Ces conseils pourraient provenir d'un manuel pour gestionnaire de start-ups, mais ils sont plutôt ceux de Béatrice Martin, alias Coeur de pirate.

À l'âge de 19 ans, l'artiste montréalaise a lancé en 2008 sa carrière musicale dans l'anonymat le plus complet avant de devenir une sensation en France et au Québec quelques mois plus tard. «Un après-midi, je pensais jouer devant 20 personnes dehors dans un festival en Belgique, mais il y a eu 7000 personnes», dit-elle en entrevue à La Presse Affaires, après avoir participé hier à une conférence de l'Université McGill sur les secrets de la réussite.

Le secret de son succès (outre son talent de musicienne, bien entendu)? Avoir réussi à garder le contrôle sur sa carrière, notamment en signant un contrat plus limité (un contrat de licence) avec sa maison de disques plutôt qu'un contrat global d'artiste.

Une décision qui lui a permis de garder la propriété de ses chansons. «C'est tentant, le gros contrat. On fait l'album qu'on veut avec le producteur qu'on veut, toutes les dépenses sont permises. J'ai eu la chance d'avoir le choix de la part de ma maison de disques, que j'adore.
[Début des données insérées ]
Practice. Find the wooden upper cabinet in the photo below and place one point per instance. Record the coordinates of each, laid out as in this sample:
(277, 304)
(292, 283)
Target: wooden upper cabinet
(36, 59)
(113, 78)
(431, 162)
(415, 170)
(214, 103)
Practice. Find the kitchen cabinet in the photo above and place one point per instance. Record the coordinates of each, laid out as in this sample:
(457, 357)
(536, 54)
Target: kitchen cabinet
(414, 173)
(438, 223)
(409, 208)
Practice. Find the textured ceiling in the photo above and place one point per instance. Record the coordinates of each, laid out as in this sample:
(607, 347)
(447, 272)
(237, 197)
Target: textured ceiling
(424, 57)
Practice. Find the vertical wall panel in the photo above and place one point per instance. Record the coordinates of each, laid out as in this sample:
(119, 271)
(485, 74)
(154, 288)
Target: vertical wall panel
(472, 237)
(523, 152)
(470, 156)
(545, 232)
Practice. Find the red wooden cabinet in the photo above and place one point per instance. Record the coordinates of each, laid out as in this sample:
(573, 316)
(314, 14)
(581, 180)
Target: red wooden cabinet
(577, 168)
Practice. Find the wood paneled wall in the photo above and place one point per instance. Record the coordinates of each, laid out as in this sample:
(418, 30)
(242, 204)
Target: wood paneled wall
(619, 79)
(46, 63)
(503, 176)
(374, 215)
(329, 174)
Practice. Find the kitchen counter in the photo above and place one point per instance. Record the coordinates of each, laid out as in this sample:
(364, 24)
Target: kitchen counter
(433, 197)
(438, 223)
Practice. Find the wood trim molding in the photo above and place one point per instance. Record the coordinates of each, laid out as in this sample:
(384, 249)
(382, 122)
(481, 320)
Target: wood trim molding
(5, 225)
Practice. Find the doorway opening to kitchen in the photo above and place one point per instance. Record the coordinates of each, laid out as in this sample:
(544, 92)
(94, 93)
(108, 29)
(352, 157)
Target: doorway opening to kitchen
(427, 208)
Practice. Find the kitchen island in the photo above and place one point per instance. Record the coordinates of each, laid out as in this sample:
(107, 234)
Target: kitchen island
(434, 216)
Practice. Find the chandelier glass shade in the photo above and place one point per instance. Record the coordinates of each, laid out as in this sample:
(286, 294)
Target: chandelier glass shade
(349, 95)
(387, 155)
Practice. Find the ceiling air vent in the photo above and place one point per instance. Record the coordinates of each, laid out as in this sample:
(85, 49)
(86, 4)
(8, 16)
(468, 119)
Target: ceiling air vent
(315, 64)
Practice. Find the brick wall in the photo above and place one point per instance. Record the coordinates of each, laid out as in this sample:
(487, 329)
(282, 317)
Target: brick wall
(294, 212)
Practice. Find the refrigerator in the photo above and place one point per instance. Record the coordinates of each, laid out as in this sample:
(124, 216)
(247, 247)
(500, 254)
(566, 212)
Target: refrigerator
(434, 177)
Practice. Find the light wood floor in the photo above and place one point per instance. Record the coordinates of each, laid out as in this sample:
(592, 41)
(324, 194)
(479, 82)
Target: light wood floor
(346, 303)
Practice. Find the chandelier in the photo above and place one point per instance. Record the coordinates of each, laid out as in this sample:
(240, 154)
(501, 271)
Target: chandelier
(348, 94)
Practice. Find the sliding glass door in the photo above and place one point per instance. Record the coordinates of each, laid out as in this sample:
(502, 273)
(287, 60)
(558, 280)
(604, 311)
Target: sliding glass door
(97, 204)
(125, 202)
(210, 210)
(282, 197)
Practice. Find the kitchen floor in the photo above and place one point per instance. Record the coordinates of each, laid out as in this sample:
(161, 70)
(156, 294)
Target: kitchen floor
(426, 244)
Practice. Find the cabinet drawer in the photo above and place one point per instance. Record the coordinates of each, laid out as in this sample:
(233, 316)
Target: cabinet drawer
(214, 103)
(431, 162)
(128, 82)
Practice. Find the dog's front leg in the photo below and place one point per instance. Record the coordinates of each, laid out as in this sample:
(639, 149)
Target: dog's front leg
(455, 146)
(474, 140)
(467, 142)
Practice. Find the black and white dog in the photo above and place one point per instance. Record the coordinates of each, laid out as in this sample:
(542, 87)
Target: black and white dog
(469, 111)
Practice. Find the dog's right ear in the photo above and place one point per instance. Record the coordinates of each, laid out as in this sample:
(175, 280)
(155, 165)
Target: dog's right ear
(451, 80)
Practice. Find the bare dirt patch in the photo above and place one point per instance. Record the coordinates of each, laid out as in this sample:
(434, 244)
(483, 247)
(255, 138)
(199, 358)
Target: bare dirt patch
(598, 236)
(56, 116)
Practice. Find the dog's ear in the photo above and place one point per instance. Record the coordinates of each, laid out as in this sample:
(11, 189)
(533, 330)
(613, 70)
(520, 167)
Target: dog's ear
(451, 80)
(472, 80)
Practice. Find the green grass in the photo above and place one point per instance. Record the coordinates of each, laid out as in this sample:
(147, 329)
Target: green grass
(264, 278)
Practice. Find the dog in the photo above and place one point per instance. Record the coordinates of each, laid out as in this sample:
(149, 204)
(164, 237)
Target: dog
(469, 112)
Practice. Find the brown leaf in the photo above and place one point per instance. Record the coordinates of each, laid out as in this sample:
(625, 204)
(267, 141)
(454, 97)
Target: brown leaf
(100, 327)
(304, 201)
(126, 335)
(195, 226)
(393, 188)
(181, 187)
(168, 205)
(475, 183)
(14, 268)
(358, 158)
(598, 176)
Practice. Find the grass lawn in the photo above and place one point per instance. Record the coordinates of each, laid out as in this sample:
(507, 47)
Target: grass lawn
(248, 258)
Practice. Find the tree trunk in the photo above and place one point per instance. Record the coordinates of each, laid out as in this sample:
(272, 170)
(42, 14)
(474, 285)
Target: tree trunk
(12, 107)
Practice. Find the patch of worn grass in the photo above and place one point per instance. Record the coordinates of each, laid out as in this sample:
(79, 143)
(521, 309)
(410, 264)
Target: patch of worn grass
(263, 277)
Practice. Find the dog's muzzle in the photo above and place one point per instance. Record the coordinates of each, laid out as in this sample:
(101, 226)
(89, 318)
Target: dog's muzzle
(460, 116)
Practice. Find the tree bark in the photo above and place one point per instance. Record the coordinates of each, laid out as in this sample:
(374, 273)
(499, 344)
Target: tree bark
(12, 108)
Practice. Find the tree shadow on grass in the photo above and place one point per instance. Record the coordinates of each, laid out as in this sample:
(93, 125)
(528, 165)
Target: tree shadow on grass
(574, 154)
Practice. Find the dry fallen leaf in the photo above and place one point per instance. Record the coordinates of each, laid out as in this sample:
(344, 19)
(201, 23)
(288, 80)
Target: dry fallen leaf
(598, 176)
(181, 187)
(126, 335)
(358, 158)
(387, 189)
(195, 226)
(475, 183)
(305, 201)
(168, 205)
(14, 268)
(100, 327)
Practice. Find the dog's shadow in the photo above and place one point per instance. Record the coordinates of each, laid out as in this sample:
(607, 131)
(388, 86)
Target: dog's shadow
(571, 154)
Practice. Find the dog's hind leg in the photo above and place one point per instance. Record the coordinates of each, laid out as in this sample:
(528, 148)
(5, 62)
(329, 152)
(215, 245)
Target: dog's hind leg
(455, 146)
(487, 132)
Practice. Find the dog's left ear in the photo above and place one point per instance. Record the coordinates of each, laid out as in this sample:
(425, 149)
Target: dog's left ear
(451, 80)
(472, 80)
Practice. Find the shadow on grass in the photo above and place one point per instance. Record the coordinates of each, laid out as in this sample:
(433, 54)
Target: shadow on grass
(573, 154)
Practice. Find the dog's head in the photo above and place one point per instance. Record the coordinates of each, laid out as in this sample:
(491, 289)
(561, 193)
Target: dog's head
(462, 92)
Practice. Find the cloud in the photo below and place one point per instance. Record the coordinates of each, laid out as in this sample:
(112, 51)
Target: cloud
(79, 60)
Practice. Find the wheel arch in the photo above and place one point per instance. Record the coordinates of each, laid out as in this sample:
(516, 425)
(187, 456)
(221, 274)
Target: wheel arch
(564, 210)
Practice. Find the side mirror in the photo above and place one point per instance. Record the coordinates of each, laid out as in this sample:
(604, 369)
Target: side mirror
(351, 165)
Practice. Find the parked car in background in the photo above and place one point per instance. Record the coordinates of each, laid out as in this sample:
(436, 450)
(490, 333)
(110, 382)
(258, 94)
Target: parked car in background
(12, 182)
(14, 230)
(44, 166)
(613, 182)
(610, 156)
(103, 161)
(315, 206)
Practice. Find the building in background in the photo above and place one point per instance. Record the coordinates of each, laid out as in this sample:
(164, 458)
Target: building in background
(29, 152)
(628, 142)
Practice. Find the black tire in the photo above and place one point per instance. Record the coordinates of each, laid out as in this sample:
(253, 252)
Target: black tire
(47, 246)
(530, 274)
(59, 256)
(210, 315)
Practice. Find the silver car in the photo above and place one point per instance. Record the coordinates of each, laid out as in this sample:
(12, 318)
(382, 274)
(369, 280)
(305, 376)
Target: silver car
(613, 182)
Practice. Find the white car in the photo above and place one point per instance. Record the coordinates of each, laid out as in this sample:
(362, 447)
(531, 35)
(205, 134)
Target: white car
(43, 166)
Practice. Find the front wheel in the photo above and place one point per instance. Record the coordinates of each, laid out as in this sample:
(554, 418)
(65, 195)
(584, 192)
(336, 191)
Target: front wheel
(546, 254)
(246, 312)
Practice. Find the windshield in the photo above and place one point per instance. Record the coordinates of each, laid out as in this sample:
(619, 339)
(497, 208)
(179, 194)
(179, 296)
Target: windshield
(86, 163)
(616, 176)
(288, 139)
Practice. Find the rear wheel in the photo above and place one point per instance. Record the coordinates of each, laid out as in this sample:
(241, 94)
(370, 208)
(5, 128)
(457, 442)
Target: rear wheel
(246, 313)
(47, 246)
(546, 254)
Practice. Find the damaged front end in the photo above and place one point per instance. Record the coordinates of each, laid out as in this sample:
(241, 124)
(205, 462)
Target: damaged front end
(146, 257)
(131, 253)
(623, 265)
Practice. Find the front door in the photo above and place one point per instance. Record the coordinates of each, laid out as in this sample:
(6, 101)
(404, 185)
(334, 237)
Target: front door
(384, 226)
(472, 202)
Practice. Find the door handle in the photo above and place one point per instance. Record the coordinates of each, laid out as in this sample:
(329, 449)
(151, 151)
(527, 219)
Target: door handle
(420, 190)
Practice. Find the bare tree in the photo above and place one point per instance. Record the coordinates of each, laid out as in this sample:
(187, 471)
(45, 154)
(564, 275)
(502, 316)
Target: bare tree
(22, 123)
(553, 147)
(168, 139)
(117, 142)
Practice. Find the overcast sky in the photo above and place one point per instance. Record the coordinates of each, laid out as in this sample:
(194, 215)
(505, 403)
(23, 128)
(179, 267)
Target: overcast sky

J'ai pensé plus petit: on va faire un album de 20 000$, mais on va faire le meilleur avec ça», dit Béatrice Martin, qui a sorti deux albums qui ont connu un succès autant critique que commercial, en plus de gagner des Félix au Québec et un trophée Victoire en France.

Les médias sociaux l'ont aussi aidée à gérer son ascension fulgurante. «C'est important de garder une emprise, de pouvoir réagir tout de suite», dit-elle.

Ne pas perdre la tête

Pour la gestion de ses affaires, elle a rapidement fait confiance à son père. «Il était toujours dans le portrait, dit-elle. J'ai aussi eu la chance de travailler beaucoup. Quand on travaille beaucoup, on ne se laisse pas distraire. Je suis restée concentrée, je n'ai jamais perdu la tête.»

À 23 ans - un âge où bien des gens sortent des bancs d'université -, Béatrice Martin a eu une expérience professionnelle de gestion peu commune. Et une opinion bien arrêtée sur l'industrie de la musique.

«C'est un business, dit-elle. Le travail et le talent entrent en ligne de compte, mais il y a aussi de quoi on a l'air, ce qu'on a à dire, quelle est notre histoire. C'est tout ça mis ensemble. Les artistes sortent des clips tous les trois mois, des singles tous les six mois parce qu'il faut toujours être présent. Je trouve [le succès] merveilleux, mais je ne l'ai jamais cherché. Je ne me suis pas levée à 5 ans en me disant que j'allais devenir une pop star.»